Muchas veces se plantea una confrontación clasista e hipócrita, entre quienes no se pueden controlar y quienes han alcanzado un lugar de superioridad moral y de confianza en el sistema de derecho que les distancia de ciertas conductas violentas reprobadas socialmente – una diferencia que se da en un nivel discursivo, porque pueden llegan a las manos si tienen que cenar juntos, como muestra estupendamente la obra de teatro de Yasmina Reza, “Un dios Salvaje”-
De igual modo la hipocresía se expresa cuando los miembros de un gobierno se hacen la foto aprobando la Ley contra la violencia a la infancia a la vez que permiten que, por ejemplo, en la Cañada Real (Madrid) lleven cientos de familias con niños y niñas más de 10 meses sin electricidad sin que nadie mueva un dedo.
Es una manipulación indecente condenar el maltrato físico y el abuso para salvaguardar todo lo demás y promover una adultocracia 2.0 en la que los golpes son menos visibles, pero la subordinación de la infancia sigue en vigor, consolidándose su lugar de indefensión y exclusión.
Por supuesto que es injustificable el castigo físico y el maltrato, nunca y bajo ninguna circunstancia, pero tengamos en cuenta que cuando se plantea desde el sistema una respuesta punitiva al mismo estamos ofreciendo más de lo mismo. Responder al castigo con castigo confunde causas y consecuencias y nos aleja de la solución.
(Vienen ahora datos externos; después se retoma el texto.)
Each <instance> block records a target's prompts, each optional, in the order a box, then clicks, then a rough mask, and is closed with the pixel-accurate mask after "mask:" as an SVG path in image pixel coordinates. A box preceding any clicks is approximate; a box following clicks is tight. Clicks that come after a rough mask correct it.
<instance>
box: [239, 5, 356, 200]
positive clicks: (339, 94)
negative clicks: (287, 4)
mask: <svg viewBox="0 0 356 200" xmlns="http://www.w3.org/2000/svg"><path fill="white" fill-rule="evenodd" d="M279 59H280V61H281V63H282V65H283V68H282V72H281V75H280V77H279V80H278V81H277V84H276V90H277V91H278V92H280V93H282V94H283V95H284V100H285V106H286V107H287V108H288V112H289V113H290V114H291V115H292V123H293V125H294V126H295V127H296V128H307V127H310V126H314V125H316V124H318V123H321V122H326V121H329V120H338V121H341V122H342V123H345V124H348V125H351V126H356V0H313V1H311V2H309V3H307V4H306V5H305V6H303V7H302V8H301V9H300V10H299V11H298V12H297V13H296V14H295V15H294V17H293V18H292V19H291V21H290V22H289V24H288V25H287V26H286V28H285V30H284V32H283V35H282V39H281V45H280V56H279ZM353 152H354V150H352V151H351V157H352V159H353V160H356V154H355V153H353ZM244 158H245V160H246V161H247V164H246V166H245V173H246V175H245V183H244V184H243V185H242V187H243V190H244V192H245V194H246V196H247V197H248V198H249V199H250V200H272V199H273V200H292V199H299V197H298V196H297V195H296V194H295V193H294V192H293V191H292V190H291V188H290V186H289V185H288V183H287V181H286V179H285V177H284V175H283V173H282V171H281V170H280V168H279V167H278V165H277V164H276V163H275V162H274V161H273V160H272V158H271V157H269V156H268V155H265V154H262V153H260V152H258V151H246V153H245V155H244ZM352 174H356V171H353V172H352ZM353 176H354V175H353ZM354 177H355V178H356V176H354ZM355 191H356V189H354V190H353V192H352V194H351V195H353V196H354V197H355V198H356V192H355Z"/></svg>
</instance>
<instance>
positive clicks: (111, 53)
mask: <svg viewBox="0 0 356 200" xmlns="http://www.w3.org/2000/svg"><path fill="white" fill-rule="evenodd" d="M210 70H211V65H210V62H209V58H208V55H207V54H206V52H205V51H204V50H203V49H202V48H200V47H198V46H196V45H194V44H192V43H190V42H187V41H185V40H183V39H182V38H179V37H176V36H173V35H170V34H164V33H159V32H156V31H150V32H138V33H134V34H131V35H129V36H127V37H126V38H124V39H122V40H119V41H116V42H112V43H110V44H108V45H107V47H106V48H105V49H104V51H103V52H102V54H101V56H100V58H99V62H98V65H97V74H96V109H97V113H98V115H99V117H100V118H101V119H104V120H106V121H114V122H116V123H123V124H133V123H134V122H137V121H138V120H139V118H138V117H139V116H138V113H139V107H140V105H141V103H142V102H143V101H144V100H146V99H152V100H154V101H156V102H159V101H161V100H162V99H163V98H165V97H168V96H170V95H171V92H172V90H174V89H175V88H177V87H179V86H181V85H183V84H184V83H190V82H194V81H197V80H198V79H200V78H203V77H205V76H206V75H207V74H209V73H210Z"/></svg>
Habrá quien diga que no es lo mismo maltratar a una niña que dar una bofetada puntual -habrá quien dirá incluso que puede ser merecida-, y quizá no sea lo mismo en cuanto a las consecuencias en salud mental de la criatura o en las consecuencias penales para la adulta, pero simbólicamente no cambia tanto, es una cuestión de grado y sobre todo de una jerarquía social que da legitimidad a una persona e indefensión a la otra más bajita.
Y acabo recomendando el irónico e inmejorable artículo publicado hace ya 13 años en LA HAINE De cómo pegar a los niños (por su propio bien) por si, pese a los argumentos jugados en este texto, no se tiene claro si se quiere renunciar al privilegio otorgado.